All photos by Jack Betts, Rocky Knob Writery LLC |
When you're rebuilding what may the most famous mill in the National Park Service system, you don't just run down to Lowe's or Home Depot to get some 1x12s and 6x6s and a box of galvanized nails. For one thing, the kinds of wood you need and the dimensions you need them in won't be found even in most specialty lumberyards, where custom cuts can be arranged at a price that would raise the remaining hair on the frazzled heads of accountants at government agencies such as the U.S. Department of the Interior or development officers at private, non-profit groups dedicated to taking up the slack in parks across the country. Fortunately for this project, the Blue Ridge Parkway Foundation (brpfoundation.org), which provides a broad array of services, programs, funding and other support for the Parkway, committed to raising $65,000 to pay for the restoration project. The job includes dredging the millpond, reconstructing the waterwheel and repairing the damaged and clogged log flumes that collect the water to turn the wheel.
And one of the things that is particularly hard to find is the expertise to do this sort of historic preservation work. True, there are amazing craftsmen and women across the country with phenomenal skills in the workshop and in the field. But how often do you need to restore a waterwheel with complicated cast iron parts attached to custom-cut wooden pieces, first designed more than a century ago, remade during World War II, and occasionally redone in the decades since then?
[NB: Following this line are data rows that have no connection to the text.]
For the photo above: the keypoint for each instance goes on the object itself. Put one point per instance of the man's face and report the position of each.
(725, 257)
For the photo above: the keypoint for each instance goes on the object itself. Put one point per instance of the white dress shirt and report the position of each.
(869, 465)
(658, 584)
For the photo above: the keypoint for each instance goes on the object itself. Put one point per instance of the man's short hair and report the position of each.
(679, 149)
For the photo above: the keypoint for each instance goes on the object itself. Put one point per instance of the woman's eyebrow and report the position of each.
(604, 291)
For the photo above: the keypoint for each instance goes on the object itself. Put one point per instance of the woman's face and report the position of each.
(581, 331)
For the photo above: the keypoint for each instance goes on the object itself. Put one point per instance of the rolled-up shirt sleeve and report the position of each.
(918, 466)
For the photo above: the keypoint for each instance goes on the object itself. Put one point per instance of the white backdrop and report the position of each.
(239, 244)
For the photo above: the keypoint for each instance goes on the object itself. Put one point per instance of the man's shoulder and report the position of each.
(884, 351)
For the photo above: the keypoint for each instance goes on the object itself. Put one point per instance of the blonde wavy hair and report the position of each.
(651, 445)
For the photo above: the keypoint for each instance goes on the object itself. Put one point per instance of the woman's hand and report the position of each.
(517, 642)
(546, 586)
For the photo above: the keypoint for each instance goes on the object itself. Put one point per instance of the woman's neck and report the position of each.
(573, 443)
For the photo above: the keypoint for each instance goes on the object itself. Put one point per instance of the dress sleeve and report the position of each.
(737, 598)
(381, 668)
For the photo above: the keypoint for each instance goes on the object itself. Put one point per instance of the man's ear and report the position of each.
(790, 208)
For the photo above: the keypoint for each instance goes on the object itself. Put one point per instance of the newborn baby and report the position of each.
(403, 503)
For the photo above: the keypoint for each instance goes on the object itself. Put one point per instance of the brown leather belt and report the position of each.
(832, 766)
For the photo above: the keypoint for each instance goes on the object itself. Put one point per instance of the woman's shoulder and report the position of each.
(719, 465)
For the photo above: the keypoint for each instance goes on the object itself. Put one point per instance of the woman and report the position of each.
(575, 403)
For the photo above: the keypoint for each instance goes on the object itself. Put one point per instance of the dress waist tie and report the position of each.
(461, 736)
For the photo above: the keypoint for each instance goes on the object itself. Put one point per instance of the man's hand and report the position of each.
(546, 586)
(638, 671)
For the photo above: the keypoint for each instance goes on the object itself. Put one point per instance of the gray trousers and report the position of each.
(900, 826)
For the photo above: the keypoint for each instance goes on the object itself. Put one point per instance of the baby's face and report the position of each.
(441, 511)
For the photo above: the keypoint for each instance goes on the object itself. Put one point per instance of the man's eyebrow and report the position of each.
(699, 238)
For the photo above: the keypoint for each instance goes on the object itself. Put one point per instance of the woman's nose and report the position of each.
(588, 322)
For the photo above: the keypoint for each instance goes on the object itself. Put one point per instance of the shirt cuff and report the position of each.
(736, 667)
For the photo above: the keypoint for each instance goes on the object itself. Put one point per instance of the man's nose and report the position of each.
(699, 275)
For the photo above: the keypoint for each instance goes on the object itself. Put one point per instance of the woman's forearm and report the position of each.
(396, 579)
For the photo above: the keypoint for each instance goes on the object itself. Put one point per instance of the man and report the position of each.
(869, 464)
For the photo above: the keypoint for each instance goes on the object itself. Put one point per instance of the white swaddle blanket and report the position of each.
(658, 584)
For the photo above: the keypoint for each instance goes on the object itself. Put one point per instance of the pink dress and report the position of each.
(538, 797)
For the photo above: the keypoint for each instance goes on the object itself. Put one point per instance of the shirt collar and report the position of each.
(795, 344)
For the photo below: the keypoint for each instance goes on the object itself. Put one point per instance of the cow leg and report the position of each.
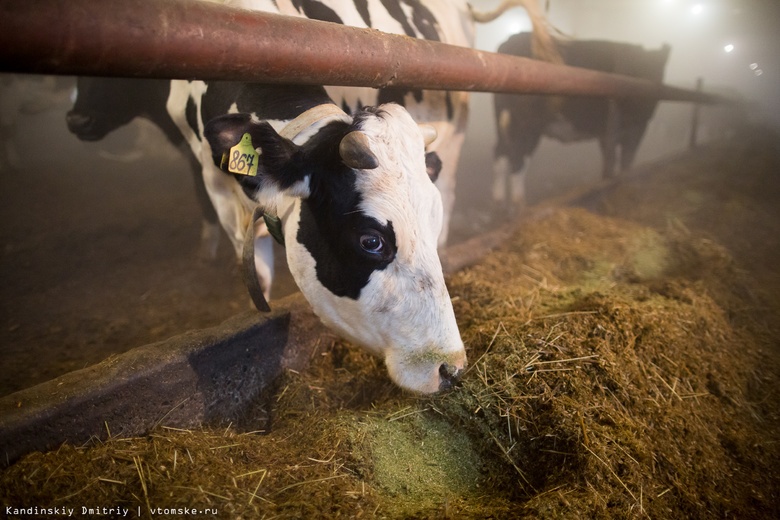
(609, 141)
(509, 184)
(629, 145)
(264, 258)
(210, 229)
(448, 144)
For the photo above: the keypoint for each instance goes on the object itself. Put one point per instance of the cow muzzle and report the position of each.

The last time the waterwheel at Mabry Mill was rebuilt was nearly two decades ago -- 1995. Back then, the Historic Preservation Shop at Sandy Flats near the Cone Manor in Blowing Rock, N.C. had six people working there, including Larry Hampton, now retired from the Park Service, who did the dredging work a couple weeks ago at Mabry Millpond.
These days, due to budget cuts imposed by Washington, the staff of the Historic Preservation Shop is down to two: Steve Marmie and Jack Trivett. When they began planning how they would restore the waterwheel, they knew finding the right woods in the sizes they needed would be a big problem. At Mabry Mill, they knew they would need hemlock in certain dimensions to repair the log flumes that bring water to the wheel. But only one thing would do for the buckets and backing boards and face boards and other components of the wheel: "White oak -- that's all we use," Marmie said one cold winter morning earlier this year as he showed me around the shop. Other kinds of oak are tough, but none is as weather resistent and none is as close-grained, and as watertight, as white oak.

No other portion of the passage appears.